Even the best attempts at creating some normalcy can be waylaid these days.
For roughly three weeks, most of the Ohio State men’s basketball team has been on campus and slowly progressing toward resuming team activities during a nationwide coronavirus pandemic.
The return has been a measured one, featuring limited access to facilities, strict adherence to mask-wearing and even walking instructions via arrows taped onto hallways within Value City Arena. The steps are among many designed to keep the Buckeyes as safe as possible while preparing for a season they hope will begin as scheduled.
And despite the ominous undertones to Wednesday evening’s announcement that Ohio State is halting voluntary workouts for all seven teams currently on campus, it didn’t have much impact on what coach Chris Holtmann and his staff are planning for the coming weeks.
"I think the only way to look at it is to prepare as if the season is going to go on as planned, understanding there could be some changes," Holtmann said in an interview a few hours before the university’s announcement. "It’s a very fluid situation."
OSU players spent a week getting tested for COVID-19, getting acclimated to the new environment and being evaluated by the training staff before being allowed limited access to the practice gym, where only one ball and one player were allowed per basket.
Players can’t participate in individual skill workouts under coach supervision until July 20, giving them this time period to work out under the watch of strength and conditioning coach Quadrian Banks.
Players must wear masks inside the facility, have their temperature taken and fill out a questionnaire regarding any symptoms they might have experienced during the previous 24 hours.
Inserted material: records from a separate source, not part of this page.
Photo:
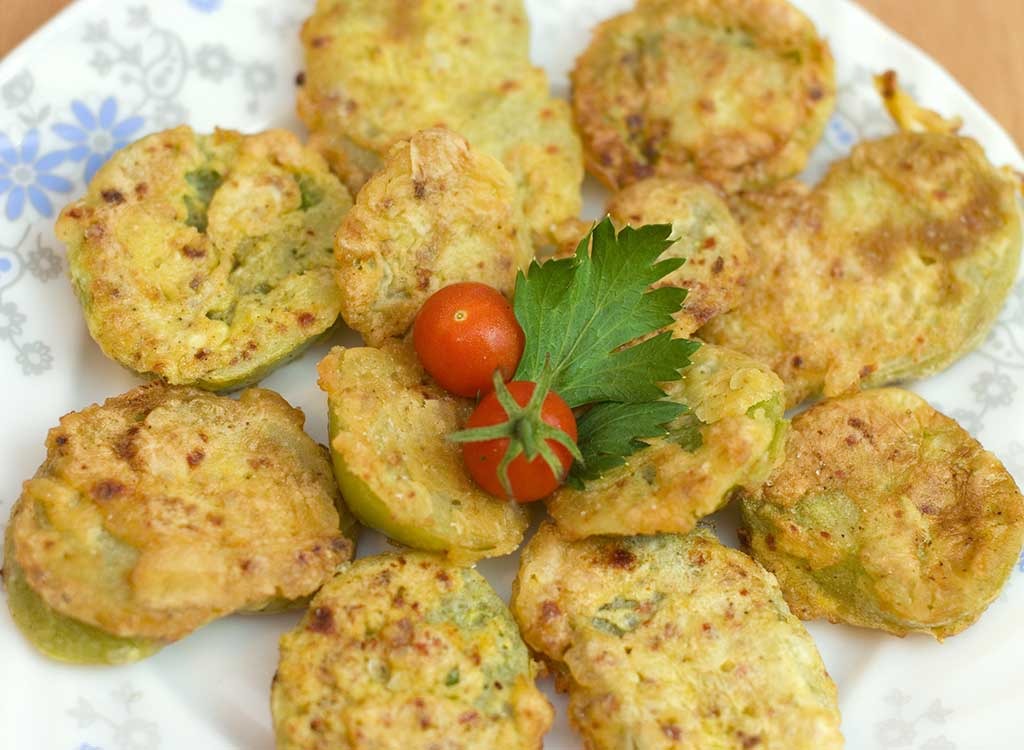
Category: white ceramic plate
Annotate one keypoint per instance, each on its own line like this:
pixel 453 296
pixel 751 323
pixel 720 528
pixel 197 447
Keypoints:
pixel 109 71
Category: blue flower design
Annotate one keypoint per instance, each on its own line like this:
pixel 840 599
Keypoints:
pixel 95 137
pixel 25 174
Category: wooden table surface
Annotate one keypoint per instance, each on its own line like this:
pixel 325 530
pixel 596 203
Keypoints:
pixel 974 39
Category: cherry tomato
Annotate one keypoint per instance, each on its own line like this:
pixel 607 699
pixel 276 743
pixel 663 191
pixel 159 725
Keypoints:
pixel 463 333
pixel 529 480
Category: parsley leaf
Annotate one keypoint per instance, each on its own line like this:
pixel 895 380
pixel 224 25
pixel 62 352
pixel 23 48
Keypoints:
pixel 591 325
pixel 609 431
pixel 579 315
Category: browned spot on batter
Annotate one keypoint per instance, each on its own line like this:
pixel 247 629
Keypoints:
pixel 672 732
pixel 423 279
pixel 321 620
pixel 107 489
pixel 622 557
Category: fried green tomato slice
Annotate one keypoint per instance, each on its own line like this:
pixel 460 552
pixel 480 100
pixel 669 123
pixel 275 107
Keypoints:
pixel 407 652
pixel 893 267
pixel 732 435
pixel 735 91
pixel 378 71
pixel 886 514
pixel 436 213
pixel 389 424
pixel 164 508
pixel 207 259
pixel 671 640
pixel 718 259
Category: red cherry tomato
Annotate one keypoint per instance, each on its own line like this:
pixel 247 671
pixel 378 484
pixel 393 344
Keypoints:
pixel 529 480
pixel 463 333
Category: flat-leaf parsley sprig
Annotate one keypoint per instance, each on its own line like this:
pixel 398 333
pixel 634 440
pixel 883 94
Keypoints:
pixel 591 326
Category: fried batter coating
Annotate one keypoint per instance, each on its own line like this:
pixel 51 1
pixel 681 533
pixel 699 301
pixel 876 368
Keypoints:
pixel 718 260
pixel 669 641
pixel 887 514
pixel 906 113
pixel 893 267
pixel 735 91
pixel 206 259
pixel 732 436
pixel 163 509
pixel 399 474
pixel 437 212
pixel 407 652
pixel 378 71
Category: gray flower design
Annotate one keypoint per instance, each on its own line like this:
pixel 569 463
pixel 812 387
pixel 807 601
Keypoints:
pixel 11 321
pixel 44 263
pixel 214 61
pixel 35 358
pixel 138 16
pixel 894 733
pixel 994 389
pixel 101 63
pixel 96 32
pixel 258 77
pixel 136 734
pixel 17 90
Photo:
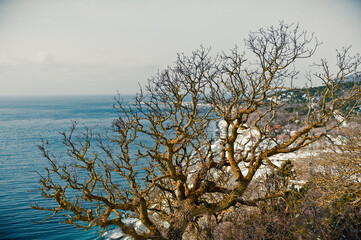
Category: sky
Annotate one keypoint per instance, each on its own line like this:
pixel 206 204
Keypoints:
pixel 98 47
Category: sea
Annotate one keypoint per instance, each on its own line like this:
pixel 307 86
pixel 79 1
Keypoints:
pixel 24 121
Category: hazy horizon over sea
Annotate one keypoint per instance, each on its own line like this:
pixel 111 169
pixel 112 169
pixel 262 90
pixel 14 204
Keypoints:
pixel 23 122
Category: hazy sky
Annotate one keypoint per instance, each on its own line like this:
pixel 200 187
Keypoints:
pixel 52 47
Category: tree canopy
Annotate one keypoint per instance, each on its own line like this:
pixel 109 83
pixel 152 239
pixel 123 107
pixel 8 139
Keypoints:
pixel 184 172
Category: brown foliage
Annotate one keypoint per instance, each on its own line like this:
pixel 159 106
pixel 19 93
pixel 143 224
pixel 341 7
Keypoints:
pixel 179 177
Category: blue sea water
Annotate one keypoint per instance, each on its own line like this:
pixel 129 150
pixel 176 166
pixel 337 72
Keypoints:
pixel 23 121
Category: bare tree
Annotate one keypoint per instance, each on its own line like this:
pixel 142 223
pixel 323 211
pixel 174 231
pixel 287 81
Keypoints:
pixel 180 175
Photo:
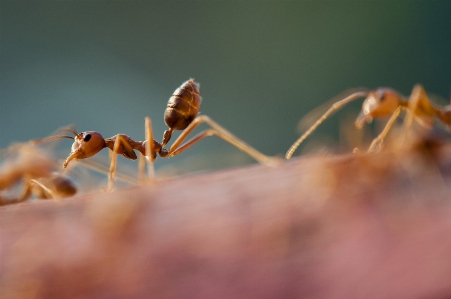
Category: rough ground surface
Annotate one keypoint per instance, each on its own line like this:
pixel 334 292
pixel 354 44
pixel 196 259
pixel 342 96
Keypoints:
pixel 354 226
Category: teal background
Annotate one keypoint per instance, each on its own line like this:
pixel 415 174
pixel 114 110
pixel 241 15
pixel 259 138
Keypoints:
pixel 262 65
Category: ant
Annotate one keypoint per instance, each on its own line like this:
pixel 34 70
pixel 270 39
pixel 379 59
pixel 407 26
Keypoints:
pixel 181 114
pixel 37 171
pixel 384 102
pixel 55 186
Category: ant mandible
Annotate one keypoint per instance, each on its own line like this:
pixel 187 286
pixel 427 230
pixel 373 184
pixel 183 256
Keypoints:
pixel 384 102
pixel 181 114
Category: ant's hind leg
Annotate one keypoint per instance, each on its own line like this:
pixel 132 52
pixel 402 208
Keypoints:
pixel 223 134
pixel 150 149
pixel 113 162
pixel 334 107
pixel 380 138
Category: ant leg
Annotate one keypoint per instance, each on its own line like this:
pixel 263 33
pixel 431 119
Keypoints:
pixel 150 149
pixel 223 134
pixel 47 190
pixel 102 169
pixel 113 161
pixel 141 169
pixel 334 107
pixel 380 138
pixel 420 106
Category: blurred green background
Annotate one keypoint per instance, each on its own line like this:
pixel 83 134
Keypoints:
pixel 262 65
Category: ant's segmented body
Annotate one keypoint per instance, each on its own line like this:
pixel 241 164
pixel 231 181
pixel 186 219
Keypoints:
pixel 181 114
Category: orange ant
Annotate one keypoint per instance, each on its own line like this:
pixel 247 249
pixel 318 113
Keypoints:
pixel 55 186
pixel 384 102
pixel 181 114
pixel 37 171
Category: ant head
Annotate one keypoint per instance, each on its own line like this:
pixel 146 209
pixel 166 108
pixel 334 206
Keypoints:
pixel 382 102
pixel 86 144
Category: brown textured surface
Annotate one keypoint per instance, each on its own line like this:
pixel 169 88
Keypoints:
pixel 354 226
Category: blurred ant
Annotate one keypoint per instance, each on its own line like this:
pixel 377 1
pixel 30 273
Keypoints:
pixel 384 102
pixel 54 187
pixel 37 172
pixel 181 114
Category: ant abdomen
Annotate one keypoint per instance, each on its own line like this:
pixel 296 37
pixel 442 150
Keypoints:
pixel 183 107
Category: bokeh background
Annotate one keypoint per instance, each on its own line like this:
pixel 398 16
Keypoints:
pixel 262 66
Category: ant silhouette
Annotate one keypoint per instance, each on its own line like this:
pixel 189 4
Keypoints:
pixel 181 114
pixel 384 102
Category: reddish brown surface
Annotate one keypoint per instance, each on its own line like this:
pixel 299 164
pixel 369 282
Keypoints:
pixel 355 226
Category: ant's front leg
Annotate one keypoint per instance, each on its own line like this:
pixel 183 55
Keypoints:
pixel 218 130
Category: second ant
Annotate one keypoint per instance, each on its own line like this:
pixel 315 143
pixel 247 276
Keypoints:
pixel 384 102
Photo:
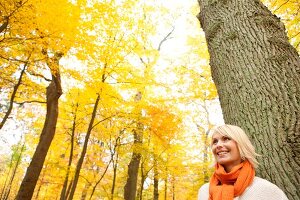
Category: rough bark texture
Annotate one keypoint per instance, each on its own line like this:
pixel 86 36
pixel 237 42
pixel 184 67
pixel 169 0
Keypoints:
pixel 133 167
pixel 257 74
pixel 54 91
pixel 63 194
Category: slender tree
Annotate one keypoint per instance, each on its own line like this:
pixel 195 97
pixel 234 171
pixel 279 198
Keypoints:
pixel 34 169
pixel 257 74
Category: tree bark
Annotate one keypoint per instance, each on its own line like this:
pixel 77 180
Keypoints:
pixel 155 184
pixel 257 74
pixel 63 194
pixel 133 168
pixel 53 93
pixel 13 95
pixel 84 149
pixel 130 187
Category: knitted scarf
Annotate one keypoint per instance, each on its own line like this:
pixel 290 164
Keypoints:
pixel 226 186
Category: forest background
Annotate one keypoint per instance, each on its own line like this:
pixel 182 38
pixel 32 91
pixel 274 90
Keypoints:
pixel 135 92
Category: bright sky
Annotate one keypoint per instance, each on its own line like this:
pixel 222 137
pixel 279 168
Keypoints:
pixel 185 25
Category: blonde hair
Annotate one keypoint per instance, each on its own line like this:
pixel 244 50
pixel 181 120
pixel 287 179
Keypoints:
pixel 247 150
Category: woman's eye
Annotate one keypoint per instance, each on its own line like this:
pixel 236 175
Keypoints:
pixel 214 141
pixel 226 138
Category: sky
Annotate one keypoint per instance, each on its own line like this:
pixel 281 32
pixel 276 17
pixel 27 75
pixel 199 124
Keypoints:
pixel 186 24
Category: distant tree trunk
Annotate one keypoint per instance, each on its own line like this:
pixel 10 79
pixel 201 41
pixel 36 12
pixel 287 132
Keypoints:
pixel 103 174
pixel 133 167
pixel 8 188
pixel 54 91
pixel 85 190
pixel 155 185
pixel 115 167
pixel 63 194
pixel 143 178
pixel 84 149
pixel 257 74
pixel 13 96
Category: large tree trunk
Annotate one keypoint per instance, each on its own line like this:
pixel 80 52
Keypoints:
pixel 257 74
pixel 54 91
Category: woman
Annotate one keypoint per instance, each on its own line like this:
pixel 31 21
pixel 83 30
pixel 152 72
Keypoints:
pixel 234 176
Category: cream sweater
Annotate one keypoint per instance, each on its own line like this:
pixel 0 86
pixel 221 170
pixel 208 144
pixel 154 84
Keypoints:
pixel 260 189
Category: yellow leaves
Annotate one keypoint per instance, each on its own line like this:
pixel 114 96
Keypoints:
pixel 288 11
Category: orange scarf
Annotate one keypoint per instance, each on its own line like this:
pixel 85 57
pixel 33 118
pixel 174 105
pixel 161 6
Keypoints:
pixel 226 186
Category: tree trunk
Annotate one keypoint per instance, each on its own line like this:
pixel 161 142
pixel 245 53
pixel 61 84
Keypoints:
pixel 85 190
pixel 115 167
pixel 13 96
pixel 63 194
pixel 155 185
pixel 54 91
pixel 84 149
pixel 257 74
pixel 133 167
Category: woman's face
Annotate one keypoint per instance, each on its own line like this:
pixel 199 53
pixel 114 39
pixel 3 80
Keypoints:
pixel 226 151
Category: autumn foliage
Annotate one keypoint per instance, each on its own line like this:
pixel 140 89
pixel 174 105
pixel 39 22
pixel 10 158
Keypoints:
pixel 98 55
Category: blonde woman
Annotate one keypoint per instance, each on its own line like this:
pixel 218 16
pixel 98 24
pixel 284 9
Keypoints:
pixel 234 176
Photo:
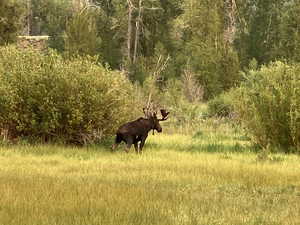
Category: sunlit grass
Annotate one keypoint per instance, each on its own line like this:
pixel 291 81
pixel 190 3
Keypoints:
pixel 180 179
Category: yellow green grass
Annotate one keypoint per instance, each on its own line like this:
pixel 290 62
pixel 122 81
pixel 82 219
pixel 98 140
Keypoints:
pixel 179 179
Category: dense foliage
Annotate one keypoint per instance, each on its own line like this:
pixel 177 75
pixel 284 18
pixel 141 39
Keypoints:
pixel 45 97
pixel 268 104
pixel 10 20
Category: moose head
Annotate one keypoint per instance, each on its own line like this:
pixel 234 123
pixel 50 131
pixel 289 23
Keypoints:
pixel 136 132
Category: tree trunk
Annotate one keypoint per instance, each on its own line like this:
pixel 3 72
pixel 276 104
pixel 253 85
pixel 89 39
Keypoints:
pixel 129 32
pixel 229 33
pixel 137 31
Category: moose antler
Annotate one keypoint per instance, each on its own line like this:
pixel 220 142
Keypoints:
pixel 164 114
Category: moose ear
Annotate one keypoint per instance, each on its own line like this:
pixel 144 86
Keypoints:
pixel 164 113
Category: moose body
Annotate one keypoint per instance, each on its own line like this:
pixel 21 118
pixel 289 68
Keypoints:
pixel 136 132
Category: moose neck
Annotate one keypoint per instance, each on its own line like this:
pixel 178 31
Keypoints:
pixel 150 124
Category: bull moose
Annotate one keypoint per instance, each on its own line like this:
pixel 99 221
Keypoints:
pixel 136 132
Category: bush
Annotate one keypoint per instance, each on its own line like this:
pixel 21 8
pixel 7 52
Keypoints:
pixel 268 104
pixel 220 106
pixel 46 97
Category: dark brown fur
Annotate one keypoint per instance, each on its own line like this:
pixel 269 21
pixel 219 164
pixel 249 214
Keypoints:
pixel 136 131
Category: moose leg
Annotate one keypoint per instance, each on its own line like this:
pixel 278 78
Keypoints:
pixel 117 142
pixel 129 142
pixel 136 147
pixel 142 143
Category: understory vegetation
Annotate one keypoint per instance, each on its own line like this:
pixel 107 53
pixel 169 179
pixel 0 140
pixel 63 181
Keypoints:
pixel 227 74
pixel 214 177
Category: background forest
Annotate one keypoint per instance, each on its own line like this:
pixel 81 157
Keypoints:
pixel 239 56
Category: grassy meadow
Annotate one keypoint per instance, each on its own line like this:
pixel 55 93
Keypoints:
pixel 211 176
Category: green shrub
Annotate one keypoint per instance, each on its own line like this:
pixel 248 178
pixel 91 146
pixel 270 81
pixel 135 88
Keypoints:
pixel 46 97
pixel 268 104
pixel 220 106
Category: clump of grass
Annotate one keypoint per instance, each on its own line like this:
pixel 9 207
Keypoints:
pixel 165 185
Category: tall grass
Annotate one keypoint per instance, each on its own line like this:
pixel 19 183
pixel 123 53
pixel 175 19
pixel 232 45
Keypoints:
pixel 178 180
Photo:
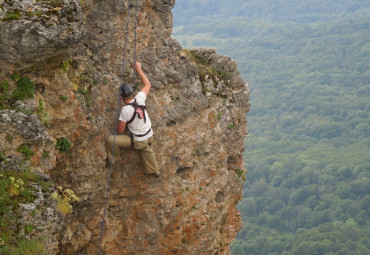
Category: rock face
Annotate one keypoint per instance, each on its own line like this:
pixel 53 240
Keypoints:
pixel 197 105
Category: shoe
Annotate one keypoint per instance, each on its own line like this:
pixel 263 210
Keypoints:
pixel 107 163
pixel 156 175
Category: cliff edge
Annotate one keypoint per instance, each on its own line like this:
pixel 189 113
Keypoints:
pixel 72 51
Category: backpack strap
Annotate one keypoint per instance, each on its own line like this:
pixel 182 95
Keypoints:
pixel 135 105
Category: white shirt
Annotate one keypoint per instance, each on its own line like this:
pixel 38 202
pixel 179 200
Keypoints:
pixel 138 126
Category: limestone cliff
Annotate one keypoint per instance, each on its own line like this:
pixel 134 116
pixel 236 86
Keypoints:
pixel 72 51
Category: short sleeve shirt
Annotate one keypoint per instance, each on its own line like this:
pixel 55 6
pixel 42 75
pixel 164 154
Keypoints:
pixel 138 126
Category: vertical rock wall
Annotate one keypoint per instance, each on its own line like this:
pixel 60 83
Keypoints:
pixel 199 122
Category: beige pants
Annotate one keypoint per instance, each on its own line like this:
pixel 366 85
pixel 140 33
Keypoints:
pixel 145 148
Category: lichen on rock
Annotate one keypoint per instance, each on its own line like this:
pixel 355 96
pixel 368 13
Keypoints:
pixel 198 111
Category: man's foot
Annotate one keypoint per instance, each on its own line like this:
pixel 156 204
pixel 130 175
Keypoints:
pixel 156 175
pixel 107 163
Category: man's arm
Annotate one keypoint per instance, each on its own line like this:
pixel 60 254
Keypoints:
pixel 121 127
pixel 144 79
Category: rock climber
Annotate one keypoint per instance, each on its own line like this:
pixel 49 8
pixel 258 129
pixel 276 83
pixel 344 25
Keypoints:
pixel 134 116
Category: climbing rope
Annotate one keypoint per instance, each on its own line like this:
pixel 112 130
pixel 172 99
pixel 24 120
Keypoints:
pixel 118 112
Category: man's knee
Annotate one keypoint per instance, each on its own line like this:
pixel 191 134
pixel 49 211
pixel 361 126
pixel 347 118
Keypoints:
pixel 110 140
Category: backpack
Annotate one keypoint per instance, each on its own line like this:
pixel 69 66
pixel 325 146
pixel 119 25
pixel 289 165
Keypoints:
pixel 139 111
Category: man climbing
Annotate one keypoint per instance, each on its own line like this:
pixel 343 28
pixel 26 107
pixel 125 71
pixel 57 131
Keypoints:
pixel 135 117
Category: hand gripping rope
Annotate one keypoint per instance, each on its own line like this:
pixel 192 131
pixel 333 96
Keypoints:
pixel 118 111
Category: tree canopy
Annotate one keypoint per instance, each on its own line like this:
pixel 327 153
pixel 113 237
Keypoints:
pixel 308 148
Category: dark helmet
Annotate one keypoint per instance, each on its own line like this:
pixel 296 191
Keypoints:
pixel 126 90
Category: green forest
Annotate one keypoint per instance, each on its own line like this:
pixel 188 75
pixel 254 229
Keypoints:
pixel 308 148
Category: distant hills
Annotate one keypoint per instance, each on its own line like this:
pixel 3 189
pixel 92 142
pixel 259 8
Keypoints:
pixel 308 151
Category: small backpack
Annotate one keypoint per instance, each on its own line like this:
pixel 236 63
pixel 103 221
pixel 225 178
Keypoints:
pixel 139 111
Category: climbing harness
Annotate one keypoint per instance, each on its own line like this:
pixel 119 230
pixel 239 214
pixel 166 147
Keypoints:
pixel 118 111
pixel 139 111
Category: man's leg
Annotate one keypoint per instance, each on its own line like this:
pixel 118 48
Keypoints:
pixel 123 141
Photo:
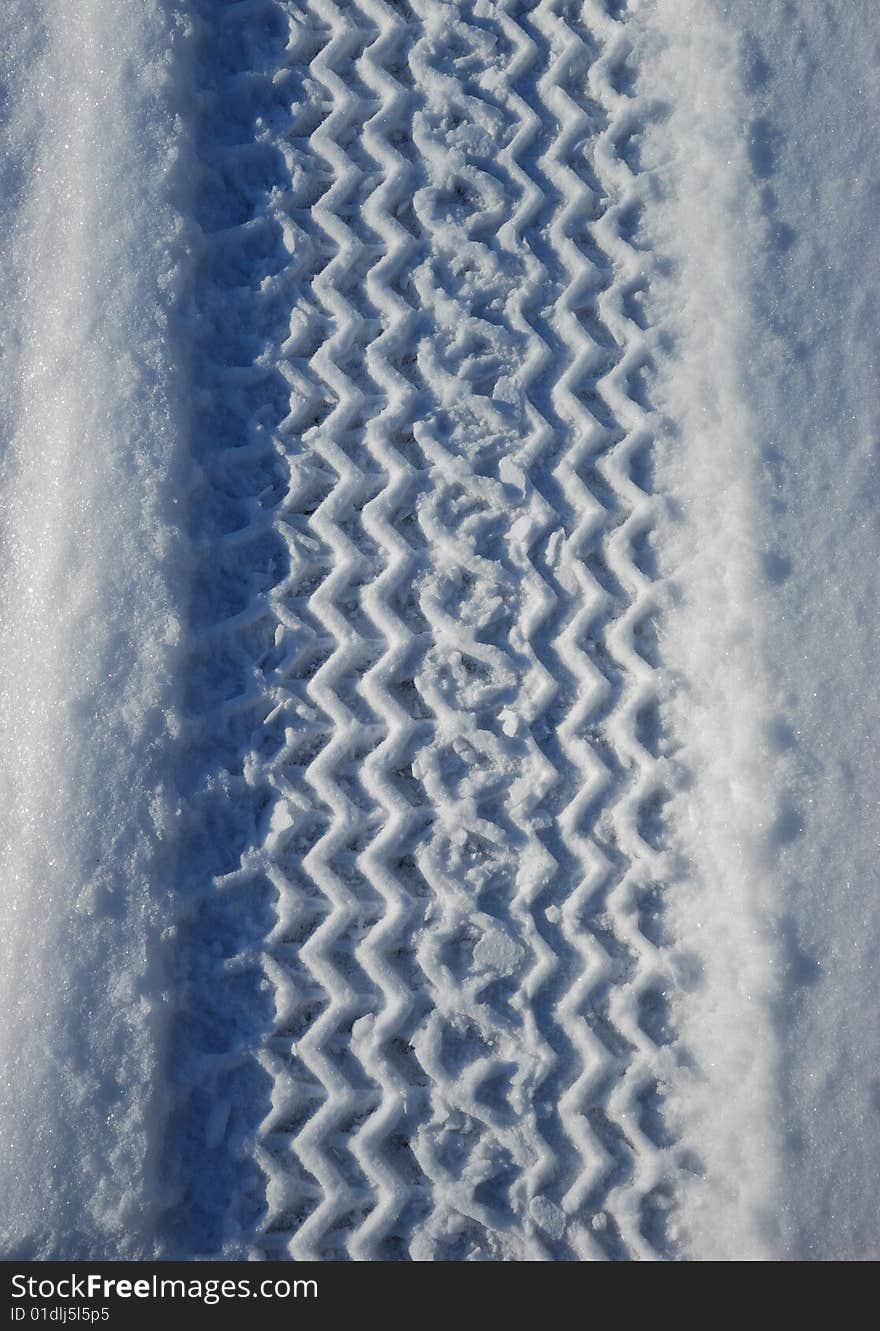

If they want to work out in the practice gym after lifting in groups of three or four, they are limited to no more than seven players at a time.
The locker room remains off limits, and players have to follow arrows taped to the floor instructing them to stick to one side of the hallway.
"All of those things have been an adjustment for all of us, but when I’ve been down there and those guys have not been working out and they’ve just been talking, I would say all of our guys have had a mask on," Holtmann said. "They’ve been really good about it."
The current pause in workouts is expected to last roughly a week, multiple sources have told The Dispatch.
Reached for comment following Wednesday’s announcement, Holtmann said, "I was advised by our medical team that the university was temporarily shutting down workouts for all of our fall athletes that are on campus, but I expect them to resume here before long."
Injured players including Musa Jallow (ankle), Justice Sueing (foot) and Seth Towns (knee) are progressing toward hopefully returning to full action this fall. No one among that group is there yet, but Holtmann said Jallow and Sueing are a little further along when it comes to running and jumping.
"What’s their exact time frame? I think it’s a little open-ended on all three," Holtmann said. "We’ll know more by the end of the summer."
Another unidentified player is dealing with a shoulder issue suffered while working out and playing during open gym sessions back home, Holtmann said.
The Buckeyes will remain on campus through Aug. 5, at which point they will be sent home until fall semester begins later that month. Graduate transfer Abel Porter will leave early, Holtmann said, because he and his wife are expecting a baby girl.
Meanwhile, conversations about racial injustice continue within the program. Guest speakers such as Clark Kellogg and Joshua Perry have addressed the team, players are being registered to vote and team bonding activities are limited but at a premium on a team with five new faces.
Holtmann remains optimistic about where everything is headed.
"I feel confident that we’re going to have a season, yet I understand that it’s out of our control in many ways," Holtmann said. "I think you have to prepare and plan as if it’s going to be a season that’s going to begin (with) practice in late September and exhibition games in late October and real games in early November. And if we need to adjust, we can adjust."